Segundo especialistas, alta de preços ao consumidor nos EUA pode ocasionar "efeito cascata" em outros países

A inflação dos Estados Unidos está em seu maior nível, desde o início da década de 80. A alta persistente de preços ao consumidor no mercado norte-americano influencia diretamente o câmbio e o mercado de ações no Brasil. Isso porque, segundo especialistas, com os juros mais elevados (para conter a inflação), os títulos norte-americanos ficam mais atrativos e os investidores internacionais acabam optando por diluir seus riscos em mercados locais para aportar no mercado americano. A saída de capital, portanto, deve puxar a Bolsa para baixo e elevar o câmbio. 

Para Fabrício Gonçalvez, CEO da Box Asset Management, esse cenário de inflação confirma a continuação do aperto monetário pelo Fed (Federal Reserve, banco central norte-americano), o que deve mexer com a economia de diversos países do mundo, inclusive do Brasil.

“Com os juros mais elevados, os títulos norte-americanos ganham maior atratividade. Os investidores passam a ter ativos considerados de alta segurança com maior rentabilidade — em dólares. Isso acaba migrando o fluxo de capital para os Estados Unidos, impactando o real na paridade com o dólar e aumentando o custo de oportunidade para os estrangeiros ingressarem na nossa bolsa”, destacou Gonçalvez. 

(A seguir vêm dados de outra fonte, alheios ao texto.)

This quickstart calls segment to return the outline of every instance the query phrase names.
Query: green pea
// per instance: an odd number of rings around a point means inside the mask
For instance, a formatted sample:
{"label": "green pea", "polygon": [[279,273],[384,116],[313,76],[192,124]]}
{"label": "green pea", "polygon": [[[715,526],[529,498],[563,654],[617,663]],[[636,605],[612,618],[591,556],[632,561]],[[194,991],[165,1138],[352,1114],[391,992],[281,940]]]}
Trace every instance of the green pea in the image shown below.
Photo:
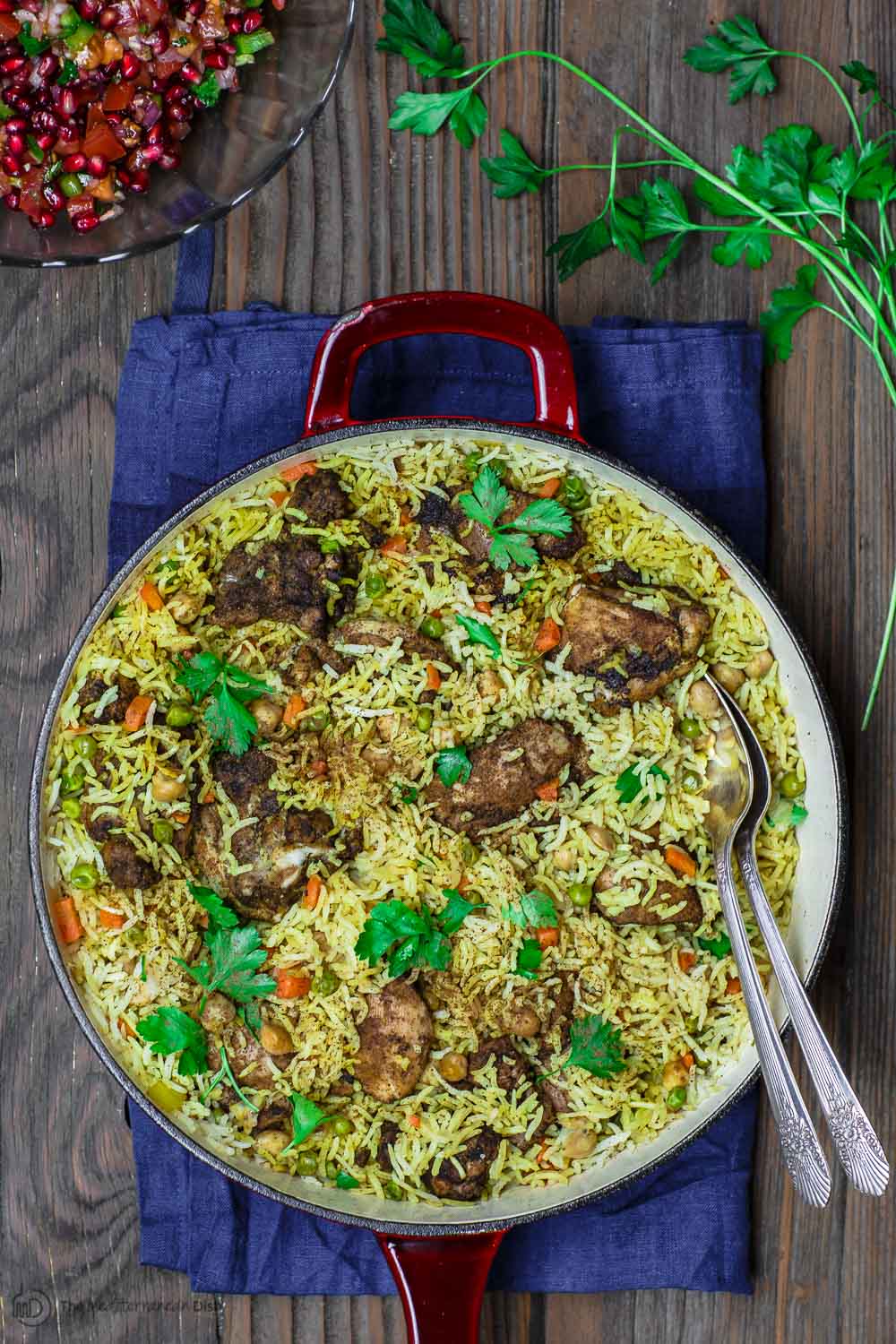
{"label": "green pea", "polygon": [[785,798],[798,798],[801,793],[805,792],[806,785],[802,782],[795,770],[789,770],[787,774],[782,775],[780,784],[782,797]]}
{"label": "green pea", "polygon": [[165,714],[165,723],[169,728],[185,728],[195,718],[196,715],[188,704],[172,704]]}
{"label": "green pea", "polygon": [[85,767],[82,765],[73,765],[69,770],[63,770],[59,777],[59,788],[63,793],[74,794],[81,793],[85,786]]}
{"label": "green pea", "polygon": [[318,970],[314,976],[314,989],[322,999],[329,997],[334,989],[339,989],[339,976],[336,972],[330,970],[329,966]]}
{"label": "green pea", "polygon": [[69,882],[78,891],[89,891],[99,882],[99,874],[91,863],[77,863],[69,875]]}
{"label": "green pea", "polygon": [[322,732],[328,723],[329,723],[329,710],[314,710],[313,714],[309,714],[306,718],[302,719],[302,731]]}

“Para a economia brasileira, câmbio mais alto significa maior preço dos produtos importados e pode gerar aumento nos custos de produção por aqui, afetando também a nossa inflação, que já ronda os dois dígitos”, complementou o especialista.

De acordo com Rafael Bevilacqua, estrategista chefe da Levante Investimentos, com a grandes chances de um novo aumento na taxa de juros dos EUA, o “fantasma da recessão” volta a entrar em questão, já que os juros altos impactam a atividade econômica diretamente, por mexer com o poder de compra das famílias.

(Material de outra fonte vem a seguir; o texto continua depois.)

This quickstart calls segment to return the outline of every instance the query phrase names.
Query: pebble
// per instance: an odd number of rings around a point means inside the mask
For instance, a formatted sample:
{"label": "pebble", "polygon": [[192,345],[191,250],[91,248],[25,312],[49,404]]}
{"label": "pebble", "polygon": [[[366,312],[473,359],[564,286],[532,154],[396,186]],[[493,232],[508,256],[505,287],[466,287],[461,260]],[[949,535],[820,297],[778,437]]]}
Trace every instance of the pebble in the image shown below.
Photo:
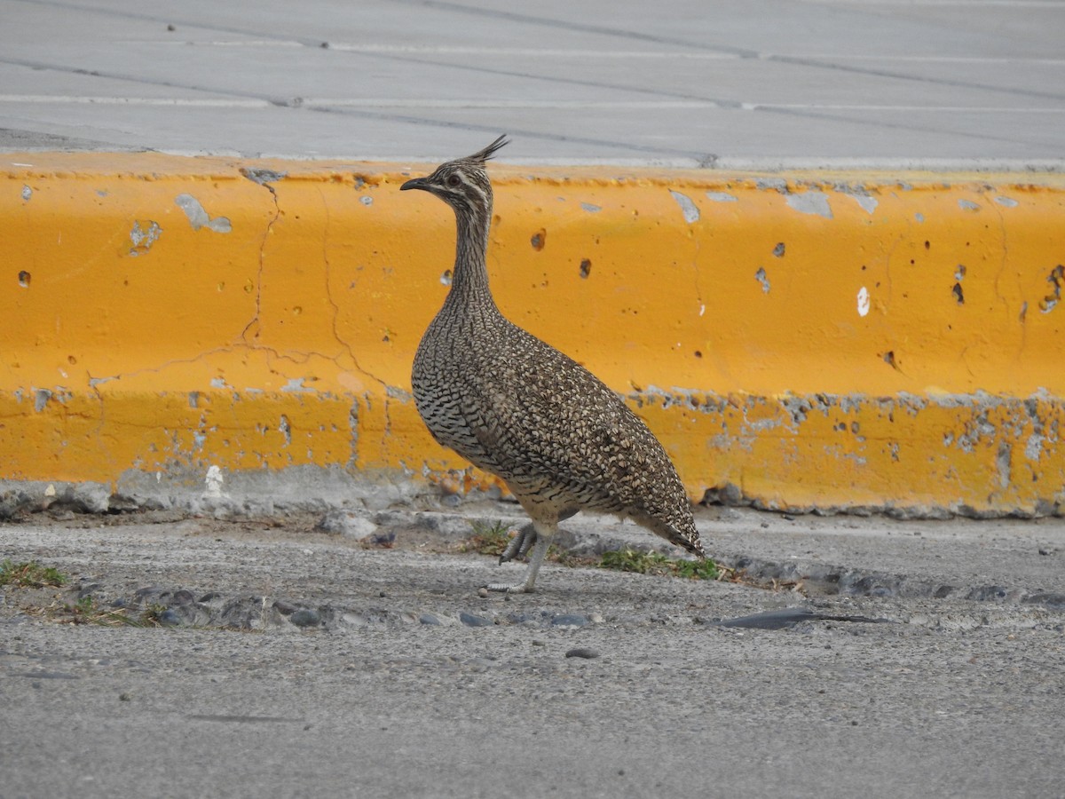
{"label": "pebble", "polygon": [[322,614],[309,607],[302,607],[289,617],[289,621],[297,627],[317,626],[322,623]]}
{"label": "pebble", "polygon": [[473,614],[468,614],[465,610],[459,614],[459,621],[468,627],[488,627],[495,623],[491,619],[487,619],[484,616],[474,616]]}
{"label": "pebble", "polygon": [[284,600],[274,600],[274,607],[282,616],[292,616],[292,614],[296,613],[296,606]]}
{"label": "pebble", "polygon": [[581,657],[586,661],[590,661],[593,657],[599,657],[599,650],[592,649],[591,647],[576,647],[571,649],[566,653],[567,657]]}
{"label": "pebble", "polygon": [[559,614],[551,619],[552,626],[556,627],[583,627],[588,622],[588,617],[583,614]]}
{"label": "pebble", "polygon": [[159,615],[159,623],[165,627],[175,627],[181,623],[181,617],[173,607],[168,607]]}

“O ponto chave é a persistência da inflação dos EUA, que não tem cedido. O BC dos EUA começou, nos últimos meses, a prezar pelo controle da inflação em detrimento da atividade econômica. De forma global, isso acaba impactando todo mundo, inclusive o Brasil. Com o aumento dos juros lá, o diferencial diminui e isso acaba sendo ruim para a taxa de câmbio também”, afirmou Bevilacqua.

A taxa de juros é o principal instrumento que os bancos centrais utilizam para controlar a inflação. Com uma inflação alta (como é o caso dos Estados Unidos), a taxa de juros tende a subir. Dessa forma, a renda fixa se aprecia. Este movimento – que já tem acontecido – deve aumentar nos EUA, como explica Virginia Prestes, professora de finanças da FAAP. 

“Os investidores acabam mandando dinheiro para os EUA. Uma boa parte do fluxo da liquidez global vai pra lá. O dólar se aprecia contra as demais moedas, causando uma alta do dólar. Por esse lado, a taxa de juros mais alta também puxa as demais taxas para cima. O investidor internacional acaba comparando uma taxa contra a outra. Por isso, também seria um causador da gente subir a taxa de juros. Com os EUA subindo a taxa de juros, deve acontecer um efeito em cascata”, explicou Prestes. 

A especialista também exemplificou que muitas coisas que o Brasil importa ficam mais caras, com todo esse movimento e a alta do dólar. Por outro lado, as commodities mais caras podem ajudar o Brasil, que é um grande exportador desses produtos. 

“Ao mesmo tempo, isso pressiona a nossa inflação. Os produtos importados, alta de commodities e alimentos acabam sendo mais um estímulo para a inflação doméstica”, disse Prestes.

Com a possibilidade de uma inflação ainda mais alta no Brasil, muitos setores da bolsa de valores acabam sofrendo. Além disso, os investimentos em renda fixa ficam cada vez mais atrativos, por oferecerem riscos menores e bons retornos. Tudo isso acaba impactando o mercado acionário interno.

Como a inflação pode acender uma luz de alerta sobre recessão? 

Segundo o coordenador do curso de Economia da Faap, Paulo Dutra, quando se eleva a taxa de juros nos EUA e reduz, consequentemente, o consumo da população, isso impacta diretamente na economia e – de forma geral – nas empresas, que passam a diminuir seus investimentos. 

“A população vai consumir menos, terá uma quantidade menor de demanda pelos produtos e serviços produzidos pelas empresas. Isso impacta diretamente o valor das empresas, porque você prevê que a receita dessas empresas será menor. Ao mesmo tempo, você aumenta o custo de capital dessas empresas”, disse Dutra em relação ao aumento dos juros em razão da alta inflação.